I’d only just managed to get my head around 5G, but here IDTechEx are well ahead of the curve, exploring what materials – or more specifically, essential material – is needed to make 6G technology a reality.
It may or may not surprise you to know that 6G communications need graphene. 6G will initially launch at a few hundred GHz where several diode and transistor technologies are available in the laboratory.
But, things get tough when second-generation 6G operates at around 1THz to get the ultimate response time, data capacity, data transfer and other promised advances. This will coincide with 6G adding promised user benefits that can only come by handling higher power.
The later 6G Reflective Intelligent Surfaces (RIS) everywhere will do more than smarten up and redirect the beams but actually amplify them, charging your phone and operating devices with no power.
Making, manipulating and using the beams all potentially benefit from graphene. Fit-and-forget graphene supercapacitors will often replace batteries as 6G devices need less power.
These supercapacitors excel in energy and power density leveraging graphene’s excellent conductivity, huge area density and compatibility with best-performing new electrolytes. Pseudocapacitors promise even more. Most of their research involves graphene.
Desired THz electronics necessarily become smaller and thinner. Heat dissipation then adds to the challenges so graphene’s area density, heat conduction, thinness and electrical conductivity are some of the reasons for its appeal in planned 6G communications.
Indeed, graphene is a candidate both in the 6G active devices and the meta-materials essential to the manufacture of the smart surfaces to get the feeble beams through. 6G cannot succeed without widely deployed reprogrammable intelligent surfaces and they cannot succeed unless made as meta-surfaces affordably collimating, polarising and redirecting beams with almost no electricity. Both the sub-wavelength patterning and the integrated active devices are candidates for graphene.
New wide-bandwidth plasmonic antennas are intrinsically small, efficiently operating at THz. Contrary to electronic and optical technologies relying on up-conversion of microwave and mm-wave signals or down-conversion of optical signals, direct generation of THz signals is possible in hybrid graphene/3-5 semiconductor devices.
Efficiency increases by lack of energy loss through harmonics. One hundred times smaller than traditional metallic antennas, they easily embed. Their frequency response can be electronically reprogrammed.
One efficient THz Schottky-diode detection scheme employs epitaxial graphene on silicon carbide. Biological and chemical sensors can be manufactured this way –relevant to 6G because it is intended to have ubiquitous sensing and positioning at its heart.

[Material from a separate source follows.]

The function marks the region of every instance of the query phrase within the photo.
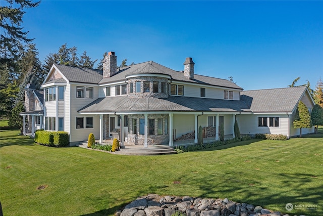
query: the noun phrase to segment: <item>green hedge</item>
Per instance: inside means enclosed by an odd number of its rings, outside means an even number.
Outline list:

A German-Spanish research team revealed its gold-covered graphene to better generate THz pulses possibly in CMOS for 6G.
Epitaxial graphene on GaN promises functional electronics, single-molecule electronics, plasmonics and phononics and detection of ultra-fast electronic processes.

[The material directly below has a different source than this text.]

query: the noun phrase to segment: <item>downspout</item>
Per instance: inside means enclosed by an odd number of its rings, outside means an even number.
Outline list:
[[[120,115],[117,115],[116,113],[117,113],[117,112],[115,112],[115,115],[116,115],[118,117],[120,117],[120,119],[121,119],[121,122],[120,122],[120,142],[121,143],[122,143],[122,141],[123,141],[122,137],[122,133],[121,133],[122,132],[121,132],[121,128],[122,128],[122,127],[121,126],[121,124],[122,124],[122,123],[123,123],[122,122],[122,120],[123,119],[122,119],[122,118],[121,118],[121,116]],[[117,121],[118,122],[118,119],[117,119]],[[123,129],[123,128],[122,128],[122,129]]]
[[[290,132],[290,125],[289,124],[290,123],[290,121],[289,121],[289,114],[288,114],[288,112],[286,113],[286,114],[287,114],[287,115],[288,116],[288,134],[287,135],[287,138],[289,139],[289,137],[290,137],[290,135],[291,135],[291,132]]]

Little wonder that the EU Graphene Technology and Innovation Roadmap predicts graphene-enabled on-chip optical data, spin-logic devices and 6G networks will be in development in 2030. 1THz second-stage 6G gets very serious preparation then.

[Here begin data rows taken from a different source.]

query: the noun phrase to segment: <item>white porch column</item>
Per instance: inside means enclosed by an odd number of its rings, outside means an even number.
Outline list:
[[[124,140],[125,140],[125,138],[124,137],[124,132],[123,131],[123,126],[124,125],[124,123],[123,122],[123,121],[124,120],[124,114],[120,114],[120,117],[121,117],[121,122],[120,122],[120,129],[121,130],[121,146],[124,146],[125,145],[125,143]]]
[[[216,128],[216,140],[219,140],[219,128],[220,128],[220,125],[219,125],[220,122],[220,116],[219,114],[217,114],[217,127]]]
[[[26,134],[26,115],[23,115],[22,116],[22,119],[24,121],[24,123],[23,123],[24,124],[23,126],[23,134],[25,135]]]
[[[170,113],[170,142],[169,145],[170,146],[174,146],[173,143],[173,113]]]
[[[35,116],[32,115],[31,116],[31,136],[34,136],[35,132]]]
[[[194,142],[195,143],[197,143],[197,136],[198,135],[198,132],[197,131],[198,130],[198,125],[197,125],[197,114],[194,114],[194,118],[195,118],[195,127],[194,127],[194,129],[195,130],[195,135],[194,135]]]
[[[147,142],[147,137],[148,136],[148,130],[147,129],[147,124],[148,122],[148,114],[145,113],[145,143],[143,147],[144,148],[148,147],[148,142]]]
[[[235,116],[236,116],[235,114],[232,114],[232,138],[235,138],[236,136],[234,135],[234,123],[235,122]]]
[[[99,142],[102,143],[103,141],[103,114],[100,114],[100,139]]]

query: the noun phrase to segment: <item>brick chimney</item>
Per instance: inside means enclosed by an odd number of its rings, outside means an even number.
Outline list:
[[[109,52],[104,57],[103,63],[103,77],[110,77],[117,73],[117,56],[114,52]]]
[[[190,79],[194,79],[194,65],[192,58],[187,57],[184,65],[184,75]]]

Due to unique band structure, the conductivity of graphene can be dynamically modulated optically or electrically creating reprogrammable electric and optoelectronic devices.
A new type of optical transistor – a working THz amplifier – uses graphene and a high-temperature superconductor. Here graphene excels in transparency, insensitivity to light and massless electrons. Double graphene with superconductor traps graphene electrons. THz radiation hits powered graphene making trapped particles inside attach to outgoing waves, amplifying them.
NAIST Korea and others demonstrate real-time modulation of wave amplitude and phase in reflection and transmission. Graphene is patterned into an array of nanoribbons exciting localised THz plasmon resonance with a trade‐off between graphene carrier mobility or relaxation time and efficiency.
Appropriate structures tightly localise incident fields enhancing graphene light-matter interaction potentially for 6G reprogrammable intelligent surfaces RIS everywhere.
Graphene’s THz conductivity can be modified by an optical pump altering the carrier concentration and energy distribution. Recently, a variety of optically stimulated graphene‐based tuneable meta-surfaces have been proposed.
THz dynamically-controlled graphene multifunctional metasurfaces are appearing experimentally. One large array of graphene reflective unit cells has them controlled independently by size and external static gate voltage realising multi-functionality. The so-called graphene field-effect transistor is another THz focus.
IDTechEx CEO Raghu Das summarises, “6G systems may become a trillion-dollar business. Exploiting a variety of benefits, graphene may be used for the metasurfaces, supercapacitors and various active components involved.
“Near term IDTechEx forecasts for open-market graphene sales remain modest partly because 6G applications kick in from 2030 at the earliest and much of the graphene employed will be made in the process as with epitaxial growth.
“Graphene supercapacitor manufacturers often make their own and anyway these are currently only a few percent of the supercapacitor market.”